Le Zen contemporain semble se focaliser sur deux pratiques quasi exclusives, soit le Shikantaza de l’école Soto et la contemplation des koans de l’école Rinzai. Pourtant ces deux méthodes n’ont été formalisées qu’au 12ème siècle. Si l’école Rinzai comporte un impressionnant cursus de koans, le grand Lin-chi [Rinzai] n’a très certainement jamais contemplé un seul houa-t’ou.
Les maîtres anciens pratiquaient vraisemblablement un nombre assez varié de méthodes, en particulier celles du Petit Véhicule (anapanasati, shamatha-vipashyana), mais avec la vue du Grand Véhicule. Toutefois, du 8ème au 12ème siècle, l’école subite de Hui-neng et ses diverses branches se sont systématiquement référées à la non-pratique de la non-pensée (wu-nien). Cette non-méthode semble échapper aux chercheurs et historiens du bouddhisme chinois qui y voient un peu tout et n’importe quoi. La grande majorité des « maîtres » Zen contemporain considère que la non-pensée est l’aboutissement de shikantaza ou de l’investigation des koans.
Il n'en est rien. Il s'agit d'une pratique subite qui s'apparente au Maha Chi-Kuan de Chih-I, au Mahamudra ou à la pratique de Trekchö du Dzogchen. Elle a aussi le mérite de nous éclairer sur le Shikantaza de Dogen (« penser à la non-pensée »). Toutefois, elle n’est aucunement limitée à la posture assise. Elle doit d’ailleurs s’étendre à toutes les activités de la vie quotidienne, dans le calme et dans le mouvement. Idéalement, elle doit même se poursuivre à travers les rêves et le sommeil profond.
Aussi mes amis, pour vous faire partager cette pratique essentielle du Ch’an, je me suis permis de traduire deux paragraphes de l’ouvrage « L’Essentiel de la Pratique et de l’Eveil pour les Novices » du célèbre maître chinois Han Shan Te'-Ch'ing [1546-1623]:
« Pour s’engager dans la pratique vous devez d’abord séparer la connaissance de la compréhension et consacrer tous vos efforts à une seule pensée. Vous devez avoir la ferme conviction que votre Esprit est originellement pur et clair, sans le moindre lien – il est parfait, lumineux et empli le Dharmadhatu. Intrinsèquement, il n’y a pas de corps, d’esprit ou de monde extérieur. Il n’y a pas non plus de pensées ou d’émotions. A cet instant même, cette pensée-même est non-née ! Tout ce qui se manifeste devant vous maintenant est illusoire et insubstantiel -ce n’est qu’une réflexion projetée par l’Esprit. Travaillez de cette manière pour réduire en miettes toutes vos autres pensées. Vous devez fixer votre attention sur le lieu d’où naissent et meurent les pensées. Si vous pratiquez de la sorte, quelque que soit le type de pensées illusoires qui émergent à la conscience, un seul regard et elles seront réduites en pièces. Tout sera dissout avant de disparaitre. Vous ne devez jamais suivre ou laisser s’enchaîner les pensées illusoires. Maître Yongjia insistait : « Il faut trancher le désir de continué du mental ». Ceci, parce que l’esprit illusoire est originellement sans racines. Vous ne devez jamais considérer qu’une pensée est réelle et vous y attacher. Dès qu’elle émerge, prenez immédiatement conscience de son apparition. Dès que vous l’aurez remarquée, elle disparaitra d’elle-même. N’essayez jamais de bloquer les pensées, mais voyez les flotter comme une courge sur l’eau.

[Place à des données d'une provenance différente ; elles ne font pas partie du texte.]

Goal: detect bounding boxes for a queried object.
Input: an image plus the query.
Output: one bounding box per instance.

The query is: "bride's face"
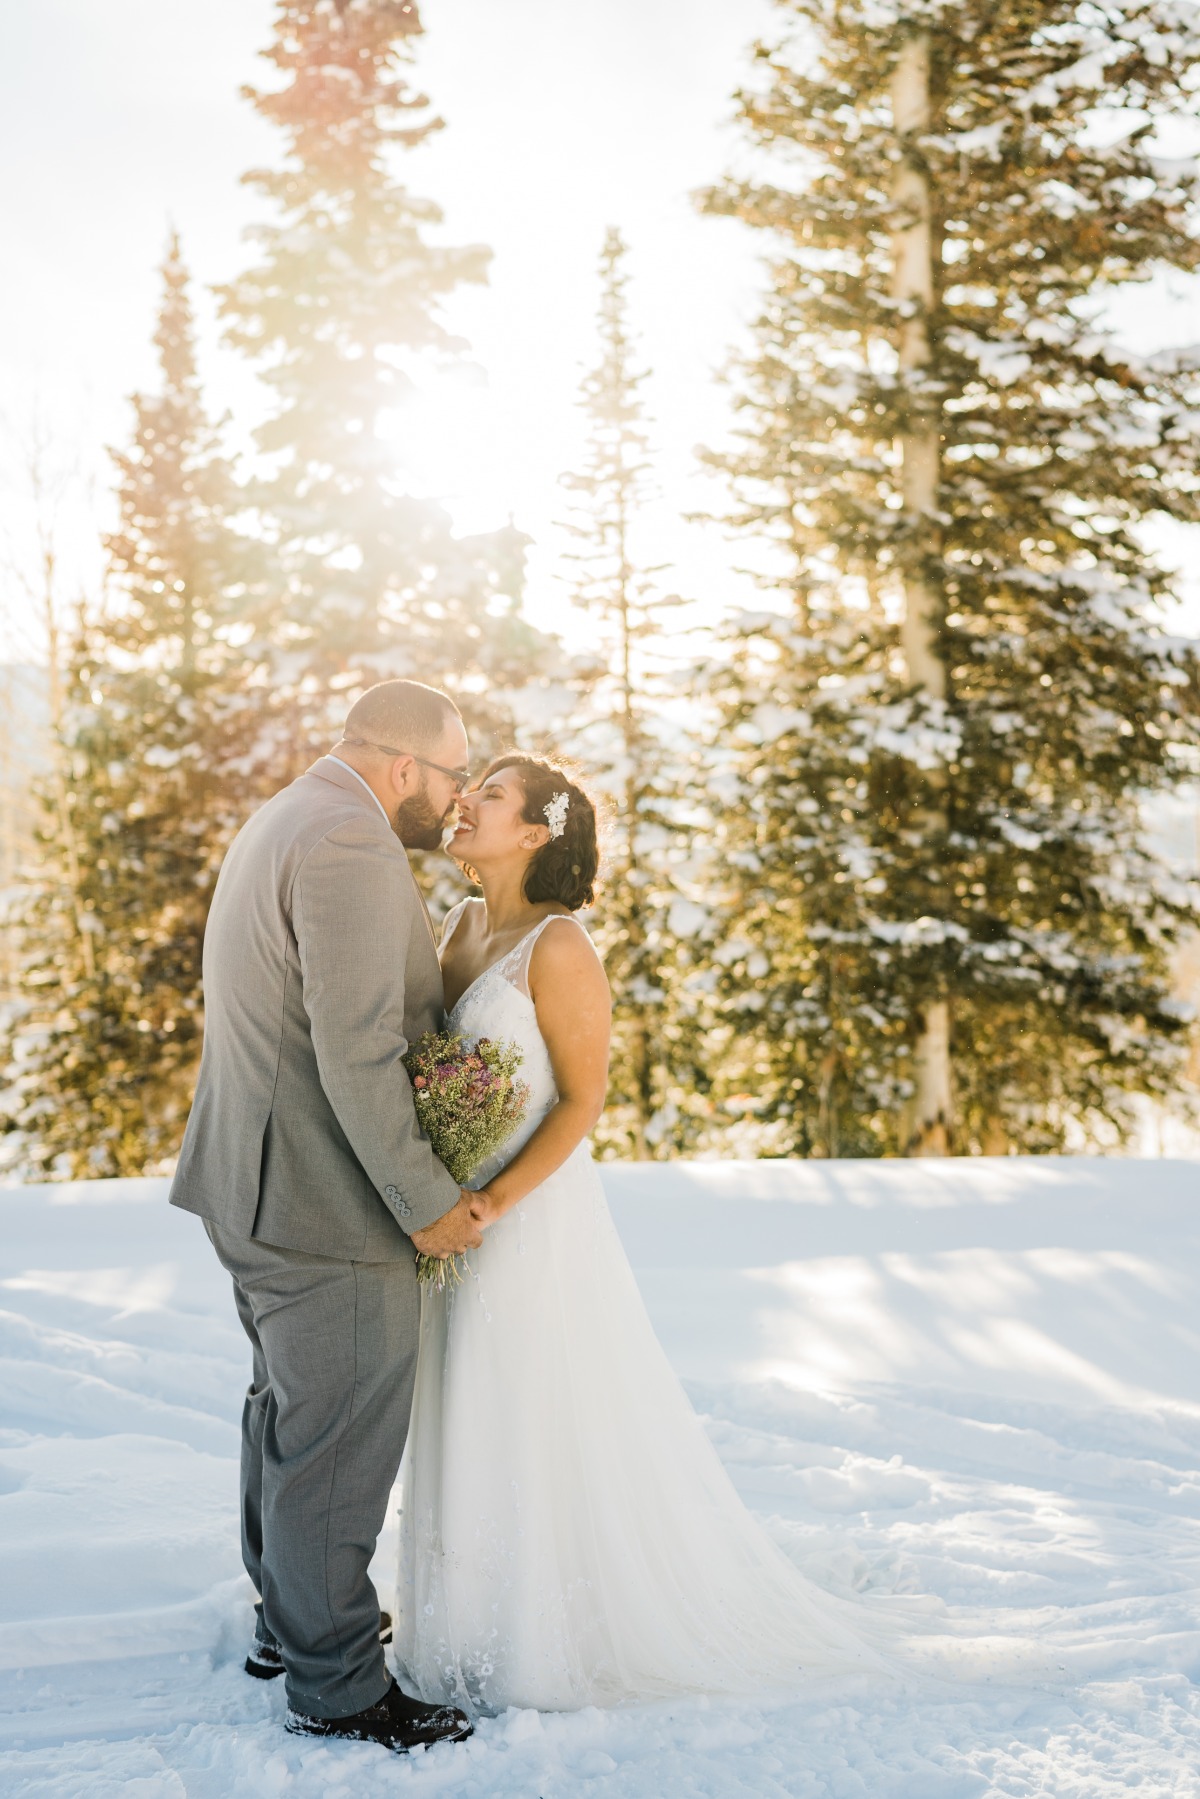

Laissez de côté votre corps, votre esprit et le monde et utilisez cette seule pensée [méthode] comme une épée qui transperce l’espace. Si un Bouddha ou un Mara apparaît, tranchez le comme une pelote emmêlée de fil de soie. Mobilisez patiemment tous vos efforts et votre force pour pousser votre esprit à l’extrême limite. Ce qui l’on entend par « un esprit qui maintient la pensée correcte de la véritable ainséité » signifie qu’une pensée correcte est non-pensée. Si vous êtes capables de penser à la non-pensée, vous vous orientez déjà vers la sagesse des Bouddhas».